At 10/20/10 10:58 PM, MercatorMap wrote:
I'm getting a tablet next month. How much should I drop for a decent one? Any namebrands that are better than others? What should I look for in a tablet capability wise?
I'd seriously look at getting a Wacom tablet.
If it's at all possible; try some out, either at an electronics store or use one that belongs to your school/place of employment/friend. You really can't get a feel for what you're getting into until you actually have some hands-on time with a tablet.
Bigger isn't necessarily better, size is really a personal preference; some prefer to work small and others like to sweep their whole arm around on a large plane, whatever floats your boat.

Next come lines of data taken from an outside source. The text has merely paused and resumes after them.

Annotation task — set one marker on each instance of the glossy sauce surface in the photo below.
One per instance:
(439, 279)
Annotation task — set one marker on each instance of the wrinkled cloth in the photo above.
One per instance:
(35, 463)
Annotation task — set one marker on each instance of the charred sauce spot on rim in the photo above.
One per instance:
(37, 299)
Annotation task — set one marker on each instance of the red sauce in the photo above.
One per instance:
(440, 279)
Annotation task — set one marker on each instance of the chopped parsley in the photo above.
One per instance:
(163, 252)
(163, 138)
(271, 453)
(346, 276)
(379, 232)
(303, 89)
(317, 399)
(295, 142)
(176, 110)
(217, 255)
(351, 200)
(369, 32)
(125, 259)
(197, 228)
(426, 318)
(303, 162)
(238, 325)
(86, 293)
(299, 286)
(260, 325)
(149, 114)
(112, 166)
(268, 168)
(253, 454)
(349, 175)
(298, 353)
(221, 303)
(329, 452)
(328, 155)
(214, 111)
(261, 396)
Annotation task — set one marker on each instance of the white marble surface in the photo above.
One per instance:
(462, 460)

Pressure sensitivity is, for most people, a must, there is also tilt control which can be useful. Unless you really need touch sensitivity or lots of extra buttons, I'd put those things in the back of the line as far as extra features go, they can be nice, but are not that important, imo.
Money is not an issue. But I would like suggestions from low rate, mid rate, and expensive rate please.

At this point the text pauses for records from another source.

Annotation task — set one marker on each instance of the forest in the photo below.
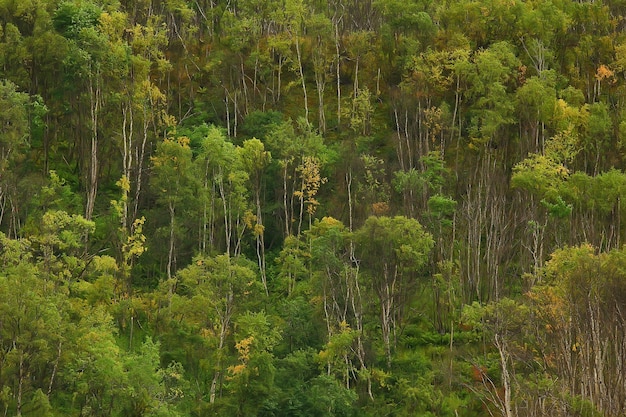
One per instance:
(291, 208)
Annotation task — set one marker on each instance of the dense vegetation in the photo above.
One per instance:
(312, 208)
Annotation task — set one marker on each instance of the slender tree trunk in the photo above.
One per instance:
(302, 80)
(170, 254)
(92, 183)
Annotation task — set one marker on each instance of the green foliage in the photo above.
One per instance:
(495, 128)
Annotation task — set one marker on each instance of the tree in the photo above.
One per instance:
(392, 252)
(255, 159)
(174, 182)
(223, 284)
(14, 132)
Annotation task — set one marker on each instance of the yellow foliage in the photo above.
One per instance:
(604, 73)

Wacom has several lines of tablets out there, basically a low mid and high end, you can get a pretty good idea as to what is what by checking out their site
I am a tad bit anxious though about how it would work transitioning from seeing my pencil draw the lines, to see it appear on a screen.
Getting adjusted to the idea of your lines appearing on the monitor is probably the easiest part of the transition, imo. You just have to focus your attention on the screen and draw normally on the tablet (in your lap or on your desk). The part that hung me up was the texture of the tablet as opposed to paper and required pressure when making strokes, but it doesn't take long to get the hang of it and develop your own techniques.
If you're hesitating about taking the plunge, my advice would be to work more with a sketch pad first, the skills are more-or-less translatable and a sketchpad and some 2B's would cost you a lot less than a tablet. Still if you're serious about getting the hang of digital art then there's no reason not to take the plunge.
I have recently acquired PS CS5. Might need some help with that in the future, as I have no experience with electronic media producing.
Photoshop is a great program for doing art, I would say that it's (for me at least) more like painting than it is like drawing on paper. There are lots of tutorials online for all kinds of things in Photoshop.